SWEet Wisdom September 2018

We asked three SWE members "What can SWENexters do in high school to build engineering skills and prepare for majoring in engineering in college?"
SWEet Wisdom September 2018

Introducing Lisa Cervia

SWEet Wisdom September 2018
Lisa Cervia

Welcome to the SWEet Wisdom column!  I want to say hello and introduce myself. I am Lisa Cervia and I’ll be one of the two SWEet Wisdom reporters this year.  I am currently a postdoctoral research scholar at the Dana-Farber Cancer Institute and the Broad Institute of MIT and Harvard, pursuing cancer research.

I recently graduated with a Ph.D. in Biomedical Engineering from Duke University and received a B.S. in Biomedical Engineering from Boston University. I am very involved in the Biomedical Engineering Community and was the founding president of the Biomedical Engineering Society Graduate Section at Duke University.

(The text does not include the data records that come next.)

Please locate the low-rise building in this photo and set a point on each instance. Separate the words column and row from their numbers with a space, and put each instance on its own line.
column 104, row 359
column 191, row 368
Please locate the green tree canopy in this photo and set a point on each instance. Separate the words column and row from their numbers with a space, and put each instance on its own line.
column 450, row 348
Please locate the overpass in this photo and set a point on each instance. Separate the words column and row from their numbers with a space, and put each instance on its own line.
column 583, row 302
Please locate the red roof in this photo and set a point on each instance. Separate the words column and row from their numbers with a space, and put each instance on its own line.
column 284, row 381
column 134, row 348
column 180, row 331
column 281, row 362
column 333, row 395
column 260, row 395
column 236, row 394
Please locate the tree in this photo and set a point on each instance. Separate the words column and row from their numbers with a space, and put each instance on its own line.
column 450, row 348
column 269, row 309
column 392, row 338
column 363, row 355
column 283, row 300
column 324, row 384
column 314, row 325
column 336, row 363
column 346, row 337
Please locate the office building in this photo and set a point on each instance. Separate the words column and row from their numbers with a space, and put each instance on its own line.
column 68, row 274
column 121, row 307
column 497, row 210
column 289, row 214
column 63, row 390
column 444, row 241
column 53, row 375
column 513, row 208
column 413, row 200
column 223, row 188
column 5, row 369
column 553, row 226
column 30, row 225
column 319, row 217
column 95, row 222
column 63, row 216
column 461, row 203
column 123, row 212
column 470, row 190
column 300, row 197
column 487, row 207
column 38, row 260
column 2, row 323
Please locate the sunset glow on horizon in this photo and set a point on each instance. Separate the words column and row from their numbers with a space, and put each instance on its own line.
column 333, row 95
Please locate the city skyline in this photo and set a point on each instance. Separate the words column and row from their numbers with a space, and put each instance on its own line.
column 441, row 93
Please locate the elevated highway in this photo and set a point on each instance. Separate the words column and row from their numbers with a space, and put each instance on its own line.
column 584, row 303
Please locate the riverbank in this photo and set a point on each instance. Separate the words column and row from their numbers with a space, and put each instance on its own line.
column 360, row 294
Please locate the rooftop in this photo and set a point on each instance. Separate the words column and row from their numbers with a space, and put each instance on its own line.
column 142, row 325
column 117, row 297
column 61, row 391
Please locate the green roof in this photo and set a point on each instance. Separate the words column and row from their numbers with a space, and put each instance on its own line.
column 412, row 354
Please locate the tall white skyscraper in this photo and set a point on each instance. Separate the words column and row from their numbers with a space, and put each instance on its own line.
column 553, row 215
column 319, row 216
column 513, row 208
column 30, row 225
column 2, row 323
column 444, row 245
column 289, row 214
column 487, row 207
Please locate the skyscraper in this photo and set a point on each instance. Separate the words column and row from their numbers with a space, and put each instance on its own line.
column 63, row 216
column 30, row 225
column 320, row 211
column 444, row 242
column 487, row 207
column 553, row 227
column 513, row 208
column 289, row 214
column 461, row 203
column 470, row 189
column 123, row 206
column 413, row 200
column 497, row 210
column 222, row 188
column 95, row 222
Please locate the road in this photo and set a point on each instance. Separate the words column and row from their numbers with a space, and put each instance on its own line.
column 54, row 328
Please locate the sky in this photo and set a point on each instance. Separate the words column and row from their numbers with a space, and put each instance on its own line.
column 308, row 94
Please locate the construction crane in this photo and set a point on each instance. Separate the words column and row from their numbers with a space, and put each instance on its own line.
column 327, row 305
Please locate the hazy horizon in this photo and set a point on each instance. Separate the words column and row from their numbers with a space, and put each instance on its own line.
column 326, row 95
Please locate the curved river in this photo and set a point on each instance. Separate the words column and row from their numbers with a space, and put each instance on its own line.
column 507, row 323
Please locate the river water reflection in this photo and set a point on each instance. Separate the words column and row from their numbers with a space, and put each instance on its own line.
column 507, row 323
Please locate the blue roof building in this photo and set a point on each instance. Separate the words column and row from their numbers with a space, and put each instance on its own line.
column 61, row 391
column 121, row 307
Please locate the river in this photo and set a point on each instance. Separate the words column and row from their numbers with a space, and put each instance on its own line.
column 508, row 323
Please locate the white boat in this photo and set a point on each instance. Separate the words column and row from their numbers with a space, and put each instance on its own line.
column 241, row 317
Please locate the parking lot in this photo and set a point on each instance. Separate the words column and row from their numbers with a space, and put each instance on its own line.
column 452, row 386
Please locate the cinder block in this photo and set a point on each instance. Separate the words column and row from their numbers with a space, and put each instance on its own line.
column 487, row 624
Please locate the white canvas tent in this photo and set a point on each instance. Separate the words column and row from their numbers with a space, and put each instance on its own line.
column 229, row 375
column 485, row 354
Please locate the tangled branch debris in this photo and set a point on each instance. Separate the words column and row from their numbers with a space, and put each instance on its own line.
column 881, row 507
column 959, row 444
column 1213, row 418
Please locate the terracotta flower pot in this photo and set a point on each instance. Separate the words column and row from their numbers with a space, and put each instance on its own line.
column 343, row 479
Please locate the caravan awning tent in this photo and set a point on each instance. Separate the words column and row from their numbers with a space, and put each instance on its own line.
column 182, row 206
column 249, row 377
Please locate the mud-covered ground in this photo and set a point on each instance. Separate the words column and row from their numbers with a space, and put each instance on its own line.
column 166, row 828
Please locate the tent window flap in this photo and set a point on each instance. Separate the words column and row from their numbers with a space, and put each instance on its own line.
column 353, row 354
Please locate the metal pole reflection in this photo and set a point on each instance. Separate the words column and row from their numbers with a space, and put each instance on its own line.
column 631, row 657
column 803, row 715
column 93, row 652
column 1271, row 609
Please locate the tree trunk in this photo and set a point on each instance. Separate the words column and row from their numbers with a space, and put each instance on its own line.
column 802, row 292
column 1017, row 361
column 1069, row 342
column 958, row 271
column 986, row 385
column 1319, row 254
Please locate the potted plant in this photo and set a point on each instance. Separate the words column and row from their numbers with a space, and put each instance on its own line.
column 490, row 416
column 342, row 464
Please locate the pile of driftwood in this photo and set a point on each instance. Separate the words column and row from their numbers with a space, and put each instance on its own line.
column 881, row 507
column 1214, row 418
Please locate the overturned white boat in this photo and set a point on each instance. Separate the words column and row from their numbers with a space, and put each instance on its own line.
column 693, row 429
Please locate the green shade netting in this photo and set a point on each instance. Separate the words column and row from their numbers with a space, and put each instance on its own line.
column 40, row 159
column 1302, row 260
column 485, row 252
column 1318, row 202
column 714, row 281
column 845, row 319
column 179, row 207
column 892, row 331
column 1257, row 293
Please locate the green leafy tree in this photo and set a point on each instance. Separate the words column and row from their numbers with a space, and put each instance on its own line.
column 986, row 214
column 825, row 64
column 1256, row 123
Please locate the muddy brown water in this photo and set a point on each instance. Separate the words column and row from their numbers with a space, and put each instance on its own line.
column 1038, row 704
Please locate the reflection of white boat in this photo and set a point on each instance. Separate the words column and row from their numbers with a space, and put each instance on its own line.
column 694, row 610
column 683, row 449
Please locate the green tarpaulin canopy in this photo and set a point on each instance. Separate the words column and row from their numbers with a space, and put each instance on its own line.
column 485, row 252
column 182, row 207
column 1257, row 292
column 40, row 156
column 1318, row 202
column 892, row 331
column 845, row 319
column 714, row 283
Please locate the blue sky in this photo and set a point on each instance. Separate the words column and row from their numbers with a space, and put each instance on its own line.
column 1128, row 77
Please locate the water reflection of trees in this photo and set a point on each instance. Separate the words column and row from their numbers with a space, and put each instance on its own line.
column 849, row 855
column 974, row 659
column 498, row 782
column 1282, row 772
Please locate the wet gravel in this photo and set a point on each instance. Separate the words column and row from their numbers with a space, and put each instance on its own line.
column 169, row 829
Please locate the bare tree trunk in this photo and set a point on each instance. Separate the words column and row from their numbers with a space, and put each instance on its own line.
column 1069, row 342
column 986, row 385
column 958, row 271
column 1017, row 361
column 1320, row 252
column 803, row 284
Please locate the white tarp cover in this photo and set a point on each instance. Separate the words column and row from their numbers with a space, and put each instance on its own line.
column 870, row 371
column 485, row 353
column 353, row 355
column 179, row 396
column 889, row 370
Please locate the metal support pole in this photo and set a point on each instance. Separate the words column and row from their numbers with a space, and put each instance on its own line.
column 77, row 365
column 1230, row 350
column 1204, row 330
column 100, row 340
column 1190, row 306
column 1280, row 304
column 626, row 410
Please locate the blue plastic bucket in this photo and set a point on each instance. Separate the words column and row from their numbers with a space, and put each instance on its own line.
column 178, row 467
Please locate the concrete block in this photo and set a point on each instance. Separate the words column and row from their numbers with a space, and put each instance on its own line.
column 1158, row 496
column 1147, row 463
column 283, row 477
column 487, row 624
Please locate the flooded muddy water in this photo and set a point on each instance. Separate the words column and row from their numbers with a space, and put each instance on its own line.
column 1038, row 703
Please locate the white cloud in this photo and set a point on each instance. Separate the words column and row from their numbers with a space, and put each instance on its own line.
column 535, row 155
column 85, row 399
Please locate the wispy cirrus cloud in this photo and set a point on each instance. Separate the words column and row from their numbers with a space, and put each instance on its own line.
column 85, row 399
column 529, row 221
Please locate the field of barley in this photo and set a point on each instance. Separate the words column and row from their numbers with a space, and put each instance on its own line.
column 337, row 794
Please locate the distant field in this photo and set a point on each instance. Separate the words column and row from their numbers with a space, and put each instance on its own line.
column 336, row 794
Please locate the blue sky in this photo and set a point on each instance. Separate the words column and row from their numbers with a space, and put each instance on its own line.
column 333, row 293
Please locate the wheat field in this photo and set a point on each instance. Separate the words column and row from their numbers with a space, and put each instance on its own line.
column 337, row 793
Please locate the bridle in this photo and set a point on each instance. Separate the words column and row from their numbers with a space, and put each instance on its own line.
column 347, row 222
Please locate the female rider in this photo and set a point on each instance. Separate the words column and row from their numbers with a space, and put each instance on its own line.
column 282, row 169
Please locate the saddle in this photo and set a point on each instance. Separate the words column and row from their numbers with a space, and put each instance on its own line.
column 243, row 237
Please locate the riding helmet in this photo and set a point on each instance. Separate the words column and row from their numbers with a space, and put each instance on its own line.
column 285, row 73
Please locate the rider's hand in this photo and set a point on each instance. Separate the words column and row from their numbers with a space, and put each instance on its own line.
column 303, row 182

I first joined the Society of Women Engineers (SWE) when I was a freshman at Boston University. Throughout the past 10 years, I have participated in many SWE outreach events and mentoring programs. I am now taking on more leadership roles in SWE and am an active member of the K-12 Outreach and Women in Academia Committees. I am excited to be sharing some advice from amazing engineers in SWE!  This month, the question is “What you can do in high school to build engineering skills that will help you prepare for studying engineering in college?”

Katie Selmer

SWEet Wisdom September 2018
Katie Selmer

Bioengineering major and President of the George Mason University SWE Section

Take advantage of the classes that your high school has to offer, especially when it comes to Advanced Placement (AP) courses.  Try to familiarize yourself with programs such as AutoCad, Inventor, and Matlab because many of your college classes will require you to work with these. It also doesn’t hurt to learn a computer programming language.  Make sure you reach out to your advisors and guidance counselors about steps you can take to hone your skills.  In the words of Walt Disney, always remember to “Keep moving forward”!

Katie Byczek

SWEet Wisdom September 2018
Katie Byczek

Program Manager at Navistar, B.S. Mechanical Engineering; President of the Chicago Regional SWE Section

Learn how to problem solve and work with teams. A large part of engineering is being able to sort through ambiguous issues, and knowing the right people to turn to for help. Any class can make you think like an engineer if you try! Think of your homework and projects as little engineering mountains you need to tackle. Break down the mountain into pieces, figure out how you can conquer each piece, and always try to learn more. We are all constantly evolving and have things to learn from others. Reach out, be curious, and ask questions.

Yuliana Luna

SWEet Wisdom September 2018
Yuliana Luna

Packaging Engineer Intern at Nefab; B.S. in Engineering Management

To prepare for majoring in engineering in college, my advice is to make a template of college classes you’ll be required to take your freshmen year of college (calculus, chemistry, physics, engineering electives, etc.) so you can start getting a feel for what will be seen in college.  You can see how they compare to subjects you’ve taken/will take in high school. To see what the freshman curriculum is at a college you are interested in, just google something like “required freshman courses in engineering at (college you are interested in)”.  Or try “course catalog” or “curriculum”.  Different colleges might call it something different.  Or just reach out to the SWE section at that college and ask them what courses are required for engineering freshmen.  They’d be happy to help!